MY...
Hujatlah,
makilah, sumpah serapahilah; bahwa gempa itu, letusan gunung itu, tsunami itu,
adalah bentuk kesewenang-sewenangan Tuhan, tangan besi-Nya, bahkan ketidakadilan Dia kepada kita. Tetapi, setelah itu, kita mau apa? Mau membuat planet
sendiri, kehidupan sendiri, rezeki sendiri, surga sendiri- lepas dari kehidupan
planet bumi ini, yang telah jutaan tahun kita huni?
Gempa,
letusan gunung, tsunami, memang pedih. Dalam sekejap ribuan nyawa melayang,
rumah dan fasilitas umum rusak parah, yang selamat pun teronggok dalam nestapa
tiada terperi. Kita bukan cuma kaget, tetapi juga syok, bahkan stres dan
trauma. Nah, inilah kata kuncinya, kita membutuhkan kekagetan, syok, stres dan
trauma itu, agar kita terus merasa kecil dan lemah.
Persoalan kita dengan Tuhan memang hanya
seputar ini. Tuhan yang kita kenal dari dulu sampai hari ini tentu tidak
mengenal krisis ketuhanan. Persentase Kemahabesaran-Nya tak mengalami
penyusutan sekecil apapun, sekalipun penyusutan atas kehambaan kita semakin
menggila. Tetapi kita, dengan semua capaian peradaban, justru mengalami krisis
kemanusiaan yang luar biasa; kita tak lagi mengenal diri kita sebagai makhluk,
tetapi makhalik, yaitu makhluk yang bermetamorfosis menjadi khalik.
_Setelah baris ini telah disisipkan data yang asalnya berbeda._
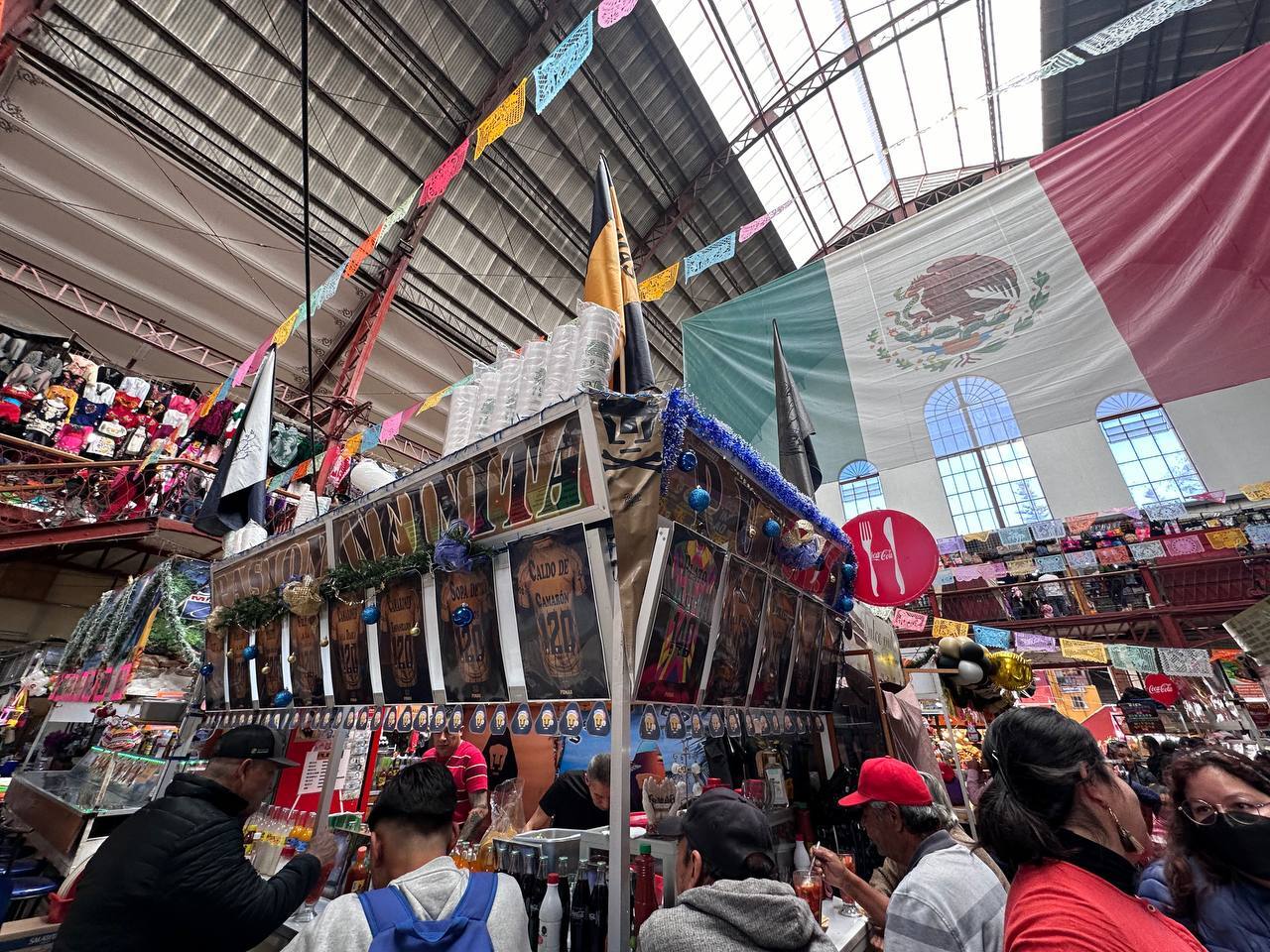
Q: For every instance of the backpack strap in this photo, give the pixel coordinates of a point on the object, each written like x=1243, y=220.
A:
x=385, y=909
x=477, y=897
Kemahakecilan dan kemahalemahan kita justru menciut sedikit demi sedikit,
perlahan namun pasti. Kita mulai tak merasa kecil dan lemah, tapi “agak” kecil
dan “agak” lemah., semata-mata karena sebuah revolusi kehidupan telah
ditemukan, sebuah puncak peradaban telah dicanangkan. Padahal, kita menemukan
revolusi dan puncak itu dengan ongkos yang tidak ada gantinya; perang,
kerusakan ekologi, punahnya ekosistem, wabah penyakit, kesetiakawanan yang
hilang, hancurya sistem sosial.
Lalu,
soal kitab suci ayat-ayat, firman, sabda, lamat-lamat telah menjadi dogeng
sebelum tidur yang mulai membosankan. Mereka memang ada surga dan neraka di
sana, ada ancaman dan kabar gembira di situ. Tetapi bagi kita itu sudah sekedar
“wacana” saja. Kita ingin surga yang live,
kabar gembira yang live, ancaman yang
live, neraka yang live....
Maka, ketika gempa, tsunami,
ataupun yang tak terjangkau oleh kuasa kita datang tanpa permisi, kita tak juga
menyadari bahwa dia datang sekedar untuk mengingatkan bahwa seluruh yang
difirmankan Tuhan memang live adanya.